Just under half a million Sri Lankan people were displaced by the tsunami that hit the island's coastline on the morning of 26 December 2004.
Nearly a year on, many are still living in refugee camps, waiting for government and aid agency help to rebuild their homes.
They have been told they may have to stay in transitional shelter for up to three years, while more permanent houses are being built.
An estimated 100,000 homes are being constructed to house Sri Lanka's tsunami victims.
Save The Children Sri Lanka has funded PhotoVoice, a London non-profit organisation, to run a five-week intensive photojournalism training workshops near Matara, in the island's southern province, to let children document their lives a year after the tsunami.
Journalists David Gill and Annie Dare are teaching eight children between the ages of 12 to 18 from the coastal village of Kamburagamuwa.
Some of the group lost family members, some lost friends, some lost belongings and some lost homes.
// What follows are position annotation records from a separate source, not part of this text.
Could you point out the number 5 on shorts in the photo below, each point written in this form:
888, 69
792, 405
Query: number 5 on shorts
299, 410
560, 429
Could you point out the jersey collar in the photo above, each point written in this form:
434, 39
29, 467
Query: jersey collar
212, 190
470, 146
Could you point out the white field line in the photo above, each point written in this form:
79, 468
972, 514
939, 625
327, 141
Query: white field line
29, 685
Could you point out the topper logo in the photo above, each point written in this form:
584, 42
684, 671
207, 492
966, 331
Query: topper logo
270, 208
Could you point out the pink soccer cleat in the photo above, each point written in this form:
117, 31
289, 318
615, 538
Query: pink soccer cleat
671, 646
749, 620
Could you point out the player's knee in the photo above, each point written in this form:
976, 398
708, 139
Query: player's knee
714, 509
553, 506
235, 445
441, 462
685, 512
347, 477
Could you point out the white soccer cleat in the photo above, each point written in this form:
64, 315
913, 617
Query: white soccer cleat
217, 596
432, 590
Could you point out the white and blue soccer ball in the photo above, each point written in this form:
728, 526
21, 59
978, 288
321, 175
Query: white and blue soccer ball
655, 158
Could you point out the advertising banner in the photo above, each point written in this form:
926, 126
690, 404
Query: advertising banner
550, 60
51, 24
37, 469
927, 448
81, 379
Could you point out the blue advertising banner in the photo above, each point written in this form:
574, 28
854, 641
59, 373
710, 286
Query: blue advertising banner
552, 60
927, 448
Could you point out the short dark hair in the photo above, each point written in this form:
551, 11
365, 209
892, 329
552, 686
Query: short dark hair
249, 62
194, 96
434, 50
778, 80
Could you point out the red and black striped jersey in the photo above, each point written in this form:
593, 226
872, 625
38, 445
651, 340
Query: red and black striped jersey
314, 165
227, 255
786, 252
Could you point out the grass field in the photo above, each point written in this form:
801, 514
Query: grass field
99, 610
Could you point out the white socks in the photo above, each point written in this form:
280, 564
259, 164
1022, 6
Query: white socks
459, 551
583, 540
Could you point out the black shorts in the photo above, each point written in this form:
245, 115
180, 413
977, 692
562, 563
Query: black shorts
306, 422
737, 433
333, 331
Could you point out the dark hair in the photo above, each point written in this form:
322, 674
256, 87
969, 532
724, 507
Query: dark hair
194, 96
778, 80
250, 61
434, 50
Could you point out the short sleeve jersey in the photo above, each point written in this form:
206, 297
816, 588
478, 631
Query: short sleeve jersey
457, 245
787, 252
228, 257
As the anniversary of the tsunami approaches, each of these children is lucky enough to have a permanent house to call his or her own.
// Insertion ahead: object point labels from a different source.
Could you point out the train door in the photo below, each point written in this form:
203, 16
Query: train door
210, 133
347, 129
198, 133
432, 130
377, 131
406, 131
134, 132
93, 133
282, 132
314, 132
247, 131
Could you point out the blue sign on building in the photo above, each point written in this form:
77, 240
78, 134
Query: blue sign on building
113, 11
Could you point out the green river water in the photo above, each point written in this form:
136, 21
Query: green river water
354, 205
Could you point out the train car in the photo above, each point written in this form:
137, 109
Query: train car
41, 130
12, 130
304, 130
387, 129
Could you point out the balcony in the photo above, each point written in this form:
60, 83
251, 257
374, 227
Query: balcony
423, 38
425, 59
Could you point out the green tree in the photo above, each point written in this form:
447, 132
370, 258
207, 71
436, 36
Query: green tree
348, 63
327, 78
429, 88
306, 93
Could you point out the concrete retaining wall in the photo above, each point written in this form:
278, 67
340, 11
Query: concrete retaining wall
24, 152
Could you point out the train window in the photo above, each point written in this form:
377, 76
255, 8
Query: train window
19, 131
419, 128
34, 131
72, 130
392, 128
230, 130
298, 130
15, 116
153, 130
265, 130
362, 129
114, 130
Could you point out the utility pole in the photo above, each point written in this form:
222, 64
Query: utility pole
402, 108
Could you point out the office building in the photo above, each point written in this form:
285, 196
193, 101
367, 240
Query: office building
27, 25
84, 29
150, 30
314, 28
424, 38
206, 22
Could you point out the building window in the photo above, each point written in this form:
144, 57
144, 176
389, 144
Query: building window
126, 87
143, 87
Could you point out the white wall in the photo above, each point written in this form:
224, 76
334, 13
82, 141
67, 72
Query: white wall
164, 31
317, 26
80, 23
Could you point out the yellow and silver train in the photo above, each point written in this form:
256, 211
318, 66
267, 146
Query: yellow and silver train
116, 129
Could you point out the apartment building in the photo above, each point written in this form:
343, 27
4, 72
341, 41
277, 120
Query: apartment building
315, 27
For the next fortnight, they are partnering families from the nearby fishing community of Talaramba.
Here they are gathering stories from and photographing the daily lives of people forced to live in an overpopulated transitional shelter made of wood and corrugated tar sheets.
In the coming weeks, Annie and David will also be training children living in the transitional camps in photography, so that they too can tell their stories. The next update on the BBC News website will include these pictures.
An exhibition of the final body of work will be exhibited in Sri Lanka at the beginning of December and also at Save the Children in London EC1 from 19 December.